E PENSARE CHE ERAVAMO COMUNISTI

LA DERIVA DELLA SINISTRA IN UNA COMMEDIA TUTTA DA RIDERE

Scritto e diretto da Roberto D’Alessandro
Con: Roberto D’Alessandro, Maria Lauria, Cristina Fondi, Romano Fortuna, Silvia Falabella, Alfredo Calicchio.

Il sipario si apre su di un grande elegante salone stracolmo di quadri alle pareti. Seduto su una sedia, un domestico maghrebino legge furtivamente alcuni passi de “Il Capitale” di Karl Marx. E a pensarci bene, durante tutto lo spettacolo, il domestico immigrato sarà l’unico protagonista a riallacciare il filo con le basi storiche e culturali della sinistra tradizionale. Si, perché la commedia scritta e diretta da Roberto D’Alessandro ci racconta la crisi degli ideali politici e sociali di sinistra attraverso le vicende di una famiglia storicamente comunista. E lo fa con intelligenza e ironia, marcando nettamente le differenze con il passato: all’occupazione delle fabbriche si sostituisce l’attico ai Parioli, alla rappresentazione plastica del salone borghese pieno di quadri si contrappongono le fumose riunioni in “sezione”. Così, anche le “canne” vengono sostituite dai più rassicuranti e radical chic “fiori di Bach”.

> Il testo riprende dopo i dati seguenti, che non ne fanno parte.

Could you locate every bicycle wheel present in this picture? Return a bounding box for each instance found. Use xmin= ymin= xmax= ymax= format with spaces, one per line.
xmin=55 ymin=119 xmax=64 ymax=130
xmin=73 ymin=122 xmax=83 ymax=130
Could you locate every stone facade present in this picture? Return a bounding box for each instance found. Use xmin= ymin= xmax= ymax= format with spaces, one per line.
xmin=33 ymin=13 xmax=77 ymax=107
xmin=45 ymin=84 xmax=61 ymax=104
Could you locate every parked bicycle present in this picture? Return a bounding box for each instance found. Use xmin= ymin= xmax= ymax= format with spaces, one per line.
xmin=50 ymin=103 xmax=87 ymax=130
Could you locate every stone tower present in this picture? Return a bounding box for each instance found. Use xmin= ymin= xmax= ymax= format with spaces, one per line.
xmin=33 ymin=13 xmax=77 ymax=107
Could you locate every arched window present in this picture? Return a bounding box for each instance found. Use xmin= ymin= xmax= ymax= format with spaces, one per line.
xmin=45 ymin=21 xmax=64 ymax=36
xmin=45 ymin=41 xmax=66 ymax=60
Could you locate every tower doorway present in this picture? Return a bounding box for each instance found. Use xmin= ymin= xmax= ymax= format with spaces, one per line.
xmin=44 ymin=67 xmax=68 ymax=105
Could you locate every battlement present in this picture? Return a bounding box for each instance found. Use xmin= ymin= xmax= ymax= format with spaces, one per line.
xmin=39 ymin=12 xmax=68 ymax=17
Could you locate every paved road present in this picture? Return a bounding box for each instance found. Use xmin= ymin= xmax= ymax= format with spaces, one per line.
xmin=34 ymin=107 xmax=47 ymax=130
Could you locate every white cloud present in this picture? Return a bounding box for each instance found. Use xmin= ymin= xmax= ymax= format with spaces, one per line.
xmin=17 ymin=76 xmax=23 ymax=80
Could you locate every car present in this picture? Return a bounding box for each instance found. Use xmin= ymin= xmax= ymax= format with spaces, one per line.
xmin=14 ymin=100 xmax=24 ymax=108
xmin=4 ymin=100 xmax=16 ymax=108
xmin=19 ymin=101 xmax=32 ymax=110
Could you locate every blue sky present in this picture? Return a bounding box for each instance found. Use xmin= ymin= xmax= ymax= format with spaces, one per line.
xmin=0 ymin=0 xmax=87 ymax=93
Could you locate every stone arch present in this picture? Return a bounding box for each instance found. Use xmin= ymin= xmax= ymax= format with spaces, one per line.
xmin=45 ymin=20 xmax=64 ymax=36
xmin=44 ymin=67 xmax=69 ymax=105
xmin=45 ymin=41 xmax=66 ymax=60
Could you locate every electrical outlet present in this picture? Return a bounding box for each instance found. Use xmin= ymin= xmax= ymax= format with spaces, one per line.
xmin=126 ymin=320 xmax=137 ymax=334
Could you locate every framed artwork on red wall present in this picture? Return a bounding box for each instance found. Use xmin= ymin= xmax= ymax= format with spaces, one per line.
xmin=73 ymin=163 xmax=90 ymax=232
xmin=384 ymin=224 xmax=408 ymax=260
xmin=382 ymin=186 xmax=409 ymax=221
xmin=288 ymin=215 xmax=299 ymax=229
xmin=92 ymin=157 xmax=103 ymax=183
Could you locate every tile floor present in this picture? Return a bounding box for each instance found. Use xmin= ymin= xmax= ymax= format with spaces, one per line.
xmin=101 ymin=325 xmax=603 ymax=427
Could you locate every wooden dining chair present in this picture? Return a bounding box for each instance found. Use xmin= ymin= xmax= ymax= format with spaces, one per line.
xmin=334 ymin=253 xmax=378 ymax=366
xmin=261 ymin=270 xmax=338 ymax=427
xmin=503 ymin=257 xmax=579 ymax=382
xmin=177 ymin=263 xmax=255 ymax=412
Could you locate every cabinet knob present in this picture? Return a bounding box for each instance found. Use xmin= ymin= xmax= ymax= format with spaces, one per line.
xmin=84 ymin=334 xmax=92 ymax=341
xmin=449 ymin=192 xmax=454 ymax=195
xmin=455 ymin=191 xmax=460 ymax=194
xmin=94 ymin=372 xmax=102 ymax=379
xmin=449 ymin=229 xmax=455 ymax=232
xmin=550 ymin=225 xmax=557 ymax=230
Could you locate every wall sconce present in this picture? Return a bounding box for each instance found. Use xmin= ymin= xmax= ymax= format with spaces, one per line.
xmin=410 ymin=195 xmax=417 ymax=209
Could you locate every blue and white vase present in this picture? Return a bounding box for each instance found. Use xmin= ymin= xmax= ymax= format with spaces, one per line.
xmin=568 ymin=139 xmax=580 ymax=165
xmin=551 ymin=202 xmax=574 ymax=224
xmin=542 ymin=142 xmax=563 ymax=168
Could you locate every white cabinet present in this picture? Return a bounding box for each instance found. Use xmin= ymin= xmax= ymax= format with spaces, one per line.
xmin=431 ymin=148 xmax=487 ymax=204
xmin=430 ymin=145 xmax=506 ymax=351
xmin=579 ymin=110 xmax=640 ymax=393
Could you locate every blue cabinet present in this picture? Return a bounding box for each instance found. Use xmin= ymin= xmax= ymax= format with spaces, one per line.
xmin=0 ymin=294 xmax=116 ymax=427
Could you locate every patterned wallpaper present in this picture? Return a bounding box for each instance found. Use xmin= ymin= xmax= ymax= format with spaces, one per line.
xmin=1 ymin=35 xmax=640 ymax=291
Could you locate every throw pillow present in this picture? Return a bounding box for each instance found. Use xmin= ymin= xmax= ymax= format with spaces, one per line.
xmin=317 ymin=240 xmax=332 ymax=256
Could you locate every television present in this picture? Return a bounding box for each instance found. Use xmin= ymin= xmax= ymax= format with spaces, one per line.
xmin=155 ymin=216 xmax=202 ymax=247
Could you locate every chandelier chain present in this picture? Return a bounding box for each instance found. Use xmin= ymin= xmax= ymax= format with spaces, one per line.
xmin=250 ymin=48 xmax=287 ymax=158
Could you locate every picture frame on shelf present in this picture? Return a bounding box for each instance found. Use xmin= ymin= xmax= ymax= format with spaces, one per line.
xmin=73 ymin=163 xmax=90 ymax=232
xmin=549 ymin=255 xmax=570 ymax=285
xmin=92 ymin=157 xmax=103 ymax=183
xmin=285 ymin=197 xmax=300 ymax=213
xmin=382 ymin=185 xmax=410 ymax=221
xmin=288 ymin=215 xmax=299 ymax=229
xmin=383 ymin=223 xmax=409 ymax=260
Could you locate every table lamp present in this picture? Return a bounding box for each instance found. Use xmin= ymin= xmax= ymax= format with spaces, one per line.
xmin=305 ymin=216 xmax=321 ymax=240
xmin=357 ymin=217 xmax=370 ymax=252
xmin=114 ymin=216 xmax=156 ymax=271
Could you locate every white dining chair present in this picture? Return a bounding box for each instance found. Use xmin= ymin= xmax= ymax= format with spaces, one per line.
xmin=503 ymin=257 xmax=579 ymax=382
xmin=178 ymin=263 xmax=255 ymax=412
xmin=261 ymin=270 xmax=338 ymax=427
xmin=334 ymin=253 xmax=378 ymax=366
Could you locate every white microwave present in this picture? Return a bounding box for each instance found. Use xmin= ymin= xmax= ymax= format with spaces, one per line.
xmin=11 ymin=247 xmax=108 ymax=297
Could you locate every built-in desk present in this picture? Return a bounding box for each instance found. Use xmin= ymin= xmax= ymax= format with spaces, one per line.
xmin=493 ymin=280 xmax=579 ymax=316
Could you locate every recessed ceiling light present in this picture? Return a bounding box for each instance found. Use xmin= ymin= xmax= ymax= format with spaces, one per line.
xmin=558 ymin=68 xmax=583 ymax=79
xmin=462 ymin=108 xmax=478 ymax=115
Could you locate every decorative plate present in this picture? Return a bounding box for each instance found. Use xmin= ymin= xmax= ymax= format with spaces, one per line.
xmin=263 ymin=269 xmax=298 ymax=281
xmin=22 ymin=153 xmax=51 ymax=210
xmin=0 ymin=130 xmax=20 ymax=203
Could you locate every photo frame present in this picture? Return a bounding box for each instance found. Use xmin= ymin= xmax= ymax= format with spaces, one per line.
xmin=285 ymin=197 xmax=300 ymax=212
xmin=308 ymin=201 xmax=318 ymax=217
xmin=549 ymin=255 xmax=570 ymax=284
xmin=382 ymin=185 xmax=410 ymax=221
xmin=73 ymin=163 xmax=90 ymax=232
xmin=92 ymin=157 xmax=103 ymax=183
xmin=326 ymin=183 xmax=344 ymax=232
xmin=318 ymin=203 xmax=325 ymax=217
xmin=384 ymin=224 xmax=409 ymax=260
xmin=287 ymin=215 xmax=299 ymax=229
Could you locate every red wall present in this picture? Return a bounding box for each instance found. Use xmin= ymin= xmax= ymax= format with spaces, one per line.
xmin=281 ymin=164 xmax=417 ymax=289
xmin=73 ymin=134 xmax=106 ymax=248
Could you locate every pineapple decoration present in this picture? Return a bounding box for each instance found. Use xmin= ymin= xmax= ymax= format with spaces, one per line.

Giulia e Rinaldo sono i protagonisti di questa commedia: si sono conosciuti negli anni ’70 (il periodo delle lotte studentesche e dei movimenti di protesta), si sono sposati e hanno attraversato tutte le crisi, dal crollo del muro di Berlino al dissolvimento dell’Unione Sovietica fino allo scioglimento del partito comunista. Adesso, la prima milita in Rifondazione Comunista (il cui ex segretario storico partecipa al matrimonio vip della soubrette Valeria Marini), il secondo è passato da DP, Democrazia Proletaria, al PD. Ma in questo alternare le lettere di alfabeto c’è tutto un mondo. “Morirete democristiani”, nella colorita invettiva della sorella calabrese giunta a Roma a causa di una crisi matrimoniale, c’è, più che un atto di accusa, un dato di fatto storico.

I figli della coppia vivono lontano dal fermento politico dei genitori: Nilde disegna i quadri che vengono affissi solo alle pareti di casa; Enrico, invece, è il figlio di una certa borghesia. Fidanzato con la figlia di un grosso avvocato romano accetta di candidarsi alle elezioni. Lo fa con “La Destra”. Ma tanto per lui certe “sfumature” non contano poi tanto.

Lo smarrimento politico è completo sia se lo si guarda da parte degli eletti sia se lo si guarda con gli occhi da elettori. Le contraddizioni emergono in maniera dirompente, tanto ormai le ideologie si confondono e si amalgamano e ai protagonisti non resta che appellarsi a slogan un po’ logori e iconografie attempate e derise. L’equazione destra = sinistra non si compie fino in fondo. Ed è giusto, così, il teatro ha gli strumenti per dire qualcosa di diverso sul crollo delle ideologie.